É aqui a única vez que dou um pitacozinho de nada neste “resumo”: No ponto. Todos nós temos ideias e visões de mundo preconcebidas, e elas não são necessariamente falsas por serem assim. Mas claro, geralmente conceituamos o preconceito como uma ideia compulsoriamente falsa. Mas estamos equivocados em ver ele apenas dessa forma. Muitos dos preconceitos que temos são até saudáveis. Não podemos escrutinar (e por que deveríamos?) todas as nossas crenças.

Wang não olha o mental como o equivalente do cérebro. Neste sentido, ele destoa do paradigma vigente. Olhemos sua opinião:

“Os cientistas e filósofos da atualidade em geral entendem que mente e cérebro se equivalem, que há uma correspondência integral entre os estados mental e físico do cérebro de alguém. [...] Mas as evidências disponíveis estão longe de provar que todo estado mental corresponde a um único estado físico do cérebro. Pelo que sabemos, certas mudanças súbitas na mente podem não corresponder a nenhuma alteração física no cérebro. [...] Parece que fomos capazes de observar mais diferenças mentais do que diferenças físicas no cérebro.” P. 102.

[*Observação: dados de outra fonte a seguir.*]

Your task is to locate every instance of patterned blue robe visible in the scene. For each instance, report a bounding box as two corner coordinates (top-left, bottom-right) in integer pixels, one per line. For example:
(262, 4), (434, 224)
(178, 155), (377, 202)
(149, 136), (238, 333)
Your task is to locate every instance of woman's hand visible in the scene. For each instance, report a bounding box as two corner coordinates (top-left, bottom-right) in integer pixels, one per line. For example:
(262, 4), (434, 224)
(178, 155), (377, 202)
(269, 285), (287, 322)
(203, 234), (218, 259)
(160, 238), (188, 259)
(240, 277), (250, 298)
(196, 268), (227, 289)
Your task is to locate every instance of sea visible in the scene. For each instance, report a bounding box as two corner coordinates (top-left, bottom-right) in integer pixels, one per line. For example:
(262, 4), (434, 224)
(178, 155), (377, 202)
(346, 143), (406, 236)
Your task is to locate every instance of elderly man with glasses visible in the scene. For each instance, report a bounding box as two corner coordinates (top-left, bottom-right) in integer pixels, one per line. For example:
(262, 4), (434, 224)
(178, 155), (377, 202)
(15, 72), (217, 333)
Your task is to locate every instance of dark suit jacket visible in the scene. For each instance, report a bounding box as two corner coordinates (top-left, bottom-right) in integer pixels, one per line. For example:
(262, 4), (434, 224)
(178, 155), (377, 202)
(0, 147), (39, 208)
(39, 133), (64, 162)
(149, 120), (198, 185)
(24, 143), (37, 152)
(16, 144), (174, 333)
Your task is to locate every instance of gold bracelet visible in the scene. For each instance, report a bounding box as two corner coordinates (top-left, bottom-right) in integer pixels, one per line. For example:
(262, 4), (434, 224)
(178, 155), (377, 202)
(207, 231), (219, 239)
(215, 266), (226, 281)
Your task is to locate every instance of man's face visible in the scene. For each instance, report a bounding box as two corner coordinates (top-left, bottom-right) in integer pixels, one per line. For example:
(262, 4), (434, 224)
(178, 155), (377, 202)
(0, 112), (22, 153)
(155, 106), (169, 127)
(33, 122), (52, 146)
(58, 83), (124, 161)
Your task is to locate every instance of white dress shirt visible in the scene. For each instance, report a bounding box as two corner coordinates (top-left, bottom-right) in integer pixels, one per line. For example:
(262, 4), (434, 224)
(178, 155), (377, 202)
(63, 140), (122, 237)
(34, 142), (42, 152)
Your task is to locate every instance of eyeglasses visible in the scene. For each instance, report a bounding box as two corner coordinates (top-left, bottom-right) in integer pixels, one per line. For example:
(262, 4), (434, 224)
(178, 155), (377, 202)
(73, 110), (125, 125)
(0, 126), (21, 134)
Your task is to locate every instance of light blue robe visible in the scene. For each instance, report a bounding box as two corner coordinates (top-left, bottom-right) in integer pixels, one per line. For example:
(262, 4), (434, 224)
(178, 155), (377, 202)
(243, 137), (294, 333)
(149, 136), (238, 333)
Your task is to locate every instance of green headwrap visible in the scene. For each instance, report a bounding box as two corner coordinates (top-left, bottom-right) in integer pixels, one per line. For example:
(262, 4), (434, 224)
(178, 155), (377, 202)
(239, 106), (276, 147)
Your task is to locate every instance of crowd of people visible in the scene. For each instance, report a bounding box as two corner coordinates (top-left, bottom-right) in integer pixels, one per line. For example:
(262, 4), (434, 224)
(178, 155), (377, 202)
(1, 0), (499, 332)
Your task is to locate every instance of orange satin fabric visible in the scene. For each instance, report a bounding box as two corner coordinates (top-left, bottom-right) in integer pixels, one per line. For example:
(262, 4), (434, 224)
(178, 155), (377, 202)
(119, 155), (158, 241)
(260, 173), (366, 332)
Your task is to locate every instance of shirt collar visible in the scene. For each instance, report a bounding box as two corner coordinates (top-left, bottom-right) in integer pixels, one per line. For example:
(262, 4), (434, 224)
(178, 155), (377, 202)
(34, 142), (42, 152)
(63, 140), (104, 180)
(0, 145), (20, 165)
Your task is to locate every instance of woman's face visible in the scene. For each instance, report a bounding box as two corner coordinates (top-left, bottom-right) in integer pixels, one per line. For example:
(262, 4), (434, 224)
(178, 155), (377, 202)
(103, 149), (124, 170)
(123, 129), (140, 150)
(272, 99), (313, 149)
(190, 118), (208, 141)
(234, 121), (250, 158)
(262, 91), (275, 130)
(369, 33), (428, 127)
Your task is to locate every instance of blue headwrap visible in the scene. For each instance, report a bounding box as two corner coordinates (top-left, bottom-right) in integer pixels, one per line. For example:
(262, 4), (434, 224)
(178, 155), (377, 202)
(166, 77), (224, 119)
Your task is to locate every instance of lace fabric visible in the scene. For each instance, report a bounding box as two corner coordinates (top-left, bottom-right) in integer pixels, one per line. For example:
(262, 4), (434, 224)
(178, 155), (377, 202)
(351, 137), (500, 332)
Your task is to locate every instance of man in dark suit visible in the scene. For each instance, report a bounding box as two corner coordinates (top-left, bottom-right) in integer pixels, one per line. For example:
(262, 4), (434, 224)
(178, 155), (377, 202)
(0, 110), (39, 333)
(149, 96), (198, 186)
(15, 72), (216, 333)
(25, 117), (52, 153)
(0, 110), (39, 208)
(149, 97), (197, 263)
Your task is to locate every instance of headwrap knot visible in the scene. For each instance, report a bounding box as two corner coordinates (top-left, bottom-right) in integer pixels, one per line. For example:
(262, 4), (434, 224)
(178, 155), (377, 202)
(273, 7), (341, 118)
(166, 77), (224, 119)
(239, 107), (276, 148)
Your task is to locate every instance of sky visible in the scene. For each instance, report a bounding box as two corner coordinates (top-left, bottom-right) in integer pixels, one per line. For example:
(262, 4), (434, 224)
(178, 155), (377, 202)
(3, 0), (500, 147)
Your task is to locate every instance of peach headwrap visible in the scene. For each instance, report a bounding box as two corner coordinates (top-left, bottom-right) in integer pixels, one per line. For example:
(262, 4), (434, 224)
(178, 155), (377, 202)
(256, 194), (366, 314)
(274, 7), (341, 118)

Não importa as limitações e deficiências que a Ciência tem, Pascal Boyer (Professor da Universidade de Cambridge, Inglaterra) alega que ela explica o universo melhor que qualquer outra coisa:
               
"[...] a ciência tem sido o empreendimento intelectual mais bem-sucedido de todos até o momento. Explicou mais sobre o mundo do que qualquer outra forma de pensamento". P. 120-121.

Steven Rose (Professor de Biologia e Neurobiologia na Open University) argumenta que cérebro e mente são a "mesma coisa". 
               
“Em primeiro lugar, existe apenas um mundo, uma unidade material ontológica. A alegação de que existem dois tipos de coisas incomensuráveis no mundo, o material e o mental, induz todo tipo de paradoxo e é insustentável. Sem entrar em longos debates filosóficos, a simples observação de que manipular a bioquímica cerebral (com drogas psicoativas, por exemplo) altera as percepções mentais ou de que o sistema de imagem tomográfica indica que regiões específicas do cérebro usam mais oxigênio e glicose quando uma pessoa está concentrada, tentando resolver um problema matemático ‘mentalmente’, mostra que, enquanto a personalidade é mais do que uma simples questão de fosfato, os processos que denominamos mentais e cerebrais devem estar ligados de alguma forma. Portanto o monismo dita as regras, e não o dualismo”. P. 139.

Vários outros Cientistas participaram na composição deste livro, mas ficamos por aqui.